Incidentally, should not all those computers with their budget management database systems, associated automation, and so forth reduce the need for so many admin personnel?
-best

It is possible to be in a situation, know you’re in a situation, and be unable to mitigate that situation. My car insurance just went up 30% and my homeowners is going up 50% because the insurance company needed the rate increase. This is for all insured persons across the board at all insurers in the state. Even if you are as well armed with knowledge as Mr. Butowsky, it doesn’t take many hit like these before you’re screwed no matter how much knowledge you have. We all do something for income, and very few of us can go to our employers or customers and demand a 30-50% increase to keep up. You can only reduce your financial footprint to be so small. I can tell you that I have had some events occur in my life coupled with this extreme inflation that prevent me from ever retiring. A divorce in 2007 coupled with a child support payment I had to make until 2021 reset my whole life.
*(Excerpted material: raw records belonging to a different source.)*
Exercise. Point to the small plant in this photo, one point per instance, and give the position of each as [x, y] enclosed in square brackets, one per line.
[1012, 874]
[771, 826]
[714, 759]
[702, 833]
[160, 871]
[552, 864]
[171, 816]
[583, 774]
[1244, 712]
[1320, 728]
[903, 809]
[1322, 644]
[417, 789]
I was unable to take advantage of the market and housing downturn in 2008 because my savings were cleaned out, living paycheck to paycheck, working a job that demanded less hours so I could spend time with my daughter. I’ve only been in a position to accumulate savings in the last 10 months. Now with markets at peaks and inflation roaring, I’m screwed the other way. Markets will go down again, but will they ever come back or come back in a time frame that matters for me? What if markets go down and move sideways for 30 years like they did in Japan? Mr. Butowsky may have some financial issues that put him in a similar situation. I have loads of knowledge, but no capital to execute on that knowledge.